The raw LC/MS data files were centroided with PAVA program44 and converted to mzXML format by an in-house R script (distribution upon request). Mass feature extraction was performed with XCMS v1.30.3.45 The mass features were then manually searched against the Metlin metabolite database using 5 p.p.m. mass accuracy. Retention time matching with compounds in the standard mixture was also performed for a portion of the metabolite hits. The scored mass features were clustered with SIMCA v13.03 (Umetric, Malmö, Sweden).

Chronological lifespan assay

The CLS assay was carried out as previously described.9,43 Fresh colonies were inoculated into SDC media. Overnight culture was seeded into media containing H2O or respective doses of D2O, and the cultures were kept on a roller drum at 28 °C. Starting from day 3 and then every other day thereafter, a small amount of the culture was taken out and diluted and plated on YPD plates to determine colony formation after 2 days of incubation at 30 °C. Day 3 is considered as the point of 100% survival. Kaplan–Meier Estimator was used to calculate the mean lifespan, using the online software OASIS,46 the P values were calculated by Log-Rank Test.
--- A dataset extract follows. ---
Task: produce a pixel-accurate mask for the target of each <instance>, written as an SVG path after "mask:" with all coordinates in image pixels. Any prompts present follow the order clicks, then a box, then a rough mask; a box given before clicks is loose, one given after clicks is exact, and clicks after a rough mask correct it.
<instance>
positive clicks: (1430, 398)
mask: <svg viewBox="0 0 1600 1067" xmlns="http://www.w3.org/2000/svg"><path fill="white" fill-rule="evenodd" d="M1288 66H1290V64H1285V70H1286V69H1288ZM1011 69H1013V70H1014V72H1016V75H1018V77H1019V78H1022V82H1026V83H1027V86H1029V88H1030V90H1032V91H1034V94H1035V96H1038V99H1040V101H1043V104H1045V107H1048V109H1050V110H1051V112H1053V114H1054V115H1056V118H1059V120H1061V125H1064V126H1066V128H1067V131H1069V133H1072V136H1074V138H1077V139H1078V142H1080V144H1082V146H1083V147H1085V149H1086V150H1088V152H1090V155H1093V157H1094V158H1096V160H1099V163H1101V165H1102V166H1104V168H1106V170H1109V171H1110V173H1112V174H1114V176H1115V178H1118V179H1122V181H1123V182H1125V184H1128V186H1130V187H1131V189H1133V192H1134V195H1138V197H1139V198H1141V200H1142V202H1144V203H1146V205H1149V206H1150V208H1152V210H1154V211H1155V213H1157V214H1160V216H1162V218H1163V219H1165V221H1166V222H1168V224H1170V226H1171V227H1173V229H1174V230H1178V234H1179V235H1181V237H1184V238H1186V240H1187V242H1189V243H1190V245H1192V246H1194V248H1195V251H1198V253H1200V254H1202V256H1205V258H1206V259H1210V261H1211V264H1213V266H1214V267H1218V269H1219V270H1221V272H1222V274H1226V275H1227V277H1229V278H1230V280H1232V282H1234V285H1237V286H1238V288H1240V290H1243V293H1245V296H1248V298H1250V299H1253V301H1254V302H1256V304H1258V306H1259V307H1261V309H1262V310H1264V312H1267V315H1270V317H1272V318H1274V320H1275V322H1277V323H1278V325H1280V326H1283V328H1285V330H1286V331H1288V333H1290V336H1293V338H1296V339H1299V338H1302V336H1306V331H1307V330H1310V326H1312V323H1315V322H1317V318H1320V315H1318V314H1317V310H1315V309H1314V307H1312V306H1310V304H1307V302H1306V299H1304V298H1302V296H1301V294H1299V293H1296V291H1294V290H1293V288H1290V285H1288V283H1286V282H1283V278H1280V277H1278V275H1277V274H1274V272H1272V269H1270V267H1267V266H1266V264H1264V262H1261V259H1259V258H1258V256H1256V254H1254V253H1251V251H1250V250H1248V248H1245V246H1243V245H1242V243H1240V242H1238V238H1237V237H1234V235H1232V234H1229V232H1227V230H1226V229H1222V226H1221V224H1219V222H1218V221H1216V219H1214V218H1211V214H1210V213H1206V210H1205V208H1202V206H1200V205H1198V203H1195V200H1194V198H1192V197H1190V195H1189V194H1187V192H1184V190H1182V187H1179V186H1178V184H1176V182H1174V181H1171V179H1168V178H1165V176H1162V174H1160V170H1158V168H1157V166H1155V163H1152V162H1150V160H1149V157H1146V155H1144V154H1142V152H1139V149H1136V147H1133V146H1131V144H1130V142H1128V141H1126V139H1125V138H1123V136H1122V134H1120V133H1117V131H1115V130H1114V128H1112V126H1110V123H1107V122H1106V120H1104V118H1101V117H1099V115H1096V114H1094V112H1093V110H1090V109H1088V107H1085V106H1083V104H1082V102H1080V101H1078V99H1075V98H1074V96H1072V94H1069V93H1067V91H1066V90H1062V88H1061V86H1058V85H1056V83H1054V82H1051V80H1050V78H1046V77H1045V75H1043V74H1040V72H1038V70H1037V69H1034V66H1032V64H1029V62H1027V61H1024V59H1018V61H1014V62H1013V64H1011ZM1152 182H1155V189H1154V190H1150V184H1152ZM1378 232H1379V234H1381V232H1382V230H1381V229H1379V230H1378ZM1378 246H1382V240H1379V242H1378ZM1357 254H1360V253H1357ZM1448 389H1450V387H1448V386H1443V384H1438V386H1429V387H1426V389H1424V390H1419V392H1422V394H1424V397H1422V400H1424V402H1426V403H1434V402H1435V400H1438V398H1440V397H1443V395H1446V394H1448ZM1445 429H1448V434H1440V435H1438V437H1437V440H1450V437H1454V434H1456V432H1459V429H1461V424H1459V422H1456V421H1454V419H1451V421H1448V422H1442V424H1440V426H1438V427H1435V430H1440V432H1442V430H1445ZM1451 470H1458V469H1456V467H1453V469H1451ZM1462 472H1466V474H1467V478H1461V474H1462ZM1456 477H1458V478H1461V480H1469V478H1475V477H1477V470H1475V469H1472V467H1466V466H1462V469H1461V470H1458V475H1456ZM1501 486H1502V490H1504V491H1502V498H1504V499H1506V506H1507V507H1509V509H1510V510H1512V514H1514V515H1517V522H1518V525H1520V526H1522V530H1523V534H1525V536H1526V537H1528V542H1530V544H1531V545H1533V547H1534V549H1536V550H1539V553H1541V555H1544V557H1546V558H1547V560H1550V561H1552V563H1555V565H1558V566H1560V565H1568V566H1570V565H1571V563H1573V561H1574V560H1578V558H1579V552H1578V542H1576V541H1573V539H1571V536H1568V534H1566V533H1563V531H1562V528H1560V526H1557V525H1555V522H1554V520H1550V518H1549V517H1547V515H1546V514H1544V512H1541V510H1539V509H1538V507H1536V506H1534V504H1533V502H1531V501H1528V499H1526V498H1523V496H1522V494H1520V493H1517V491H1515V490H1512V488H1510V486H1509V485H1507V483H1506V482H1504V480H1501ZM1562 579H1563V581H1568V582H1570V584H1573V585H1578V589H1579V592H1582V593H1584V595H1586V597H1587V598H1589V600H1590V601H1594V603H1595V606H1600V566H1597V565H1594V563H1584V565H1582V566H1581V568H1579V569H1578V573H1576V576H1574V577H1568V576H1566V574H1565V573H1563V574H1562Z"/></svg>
Metabolic pathway enrichment analysis

The KEGG IDs of those metabolites with high discriminatory power were used for pathway enrichment analysis with IMPaLA.47 Manual measurement of monoisotopic metabolites was performed in Thermo Xcalibur v2.1 software, with the capability to simulate monoisotopic peaks containing heavy isotopes.

Petite clone generation

The petite strains were generated following established protocol.28,29 Fresh overnight cultures were diluted 1:10 with YPD medium, and treated with ethidium bromide (10 μg/ml) for 3 h at 28 °C. The culture was then plated on YP plates containing 0.1% glucose and 3% glycerol as carbon source for petite and grande selection. The petite phenotype was confirmed by the failure of treated cells to grow on YP media containing only 3% glycerol.

Plate-based growth assay

Yeast growth assay was performed in 96-well plate format. Fresh overnight cultures were washed twice in water and inoculated in respective experimental medium. The plate was then incubated in a Tecan plate reader at 30 °C with agitation. Optical density at 600 nm was determined every 15 min during a period of 2 to 3 days. The growth curve parameters were deduced by R package grofit.48

Plate-based assay for reactive oxygen species production in vivo

Yeast cell cultures at stationary phase were added to 96-well plate. Two fluorescent dyes, CellROX deep red (total ROS, C10422, Life Technologies, Carlsbad, CA, USA) and MitoSOX (mitochondrial ROS, M36008, Life Technologies), were added separately to final concentrations of 5 μM. Hoechst 33342 (H3570, Life Technologies) was added to 5 μg/ml to monitor the cell density. The cultures were incubated at 30 °C with shaking on a Tecan plate reader. The fluorescence was monitored every 15 min for 25 h with fluorescence settings: CelROX, Ex/Em 640/665 nm; MitoSOX, Ex/Em: 510/580 nm; Hoechst 33342, Ex/Em: 350/461 nm. Band width was 10 nm. Fresh media with respective fluorescence dyes were used as blank controls for autofluorescence.

Cell volume measurement

Fresh overnight yeast culture was added at a ratio of 1:400 to SDC medium containing different amounts of D2O. On day 2, the mean cell volumes were determined with a Coulter counter after a 2,000-fold dilution.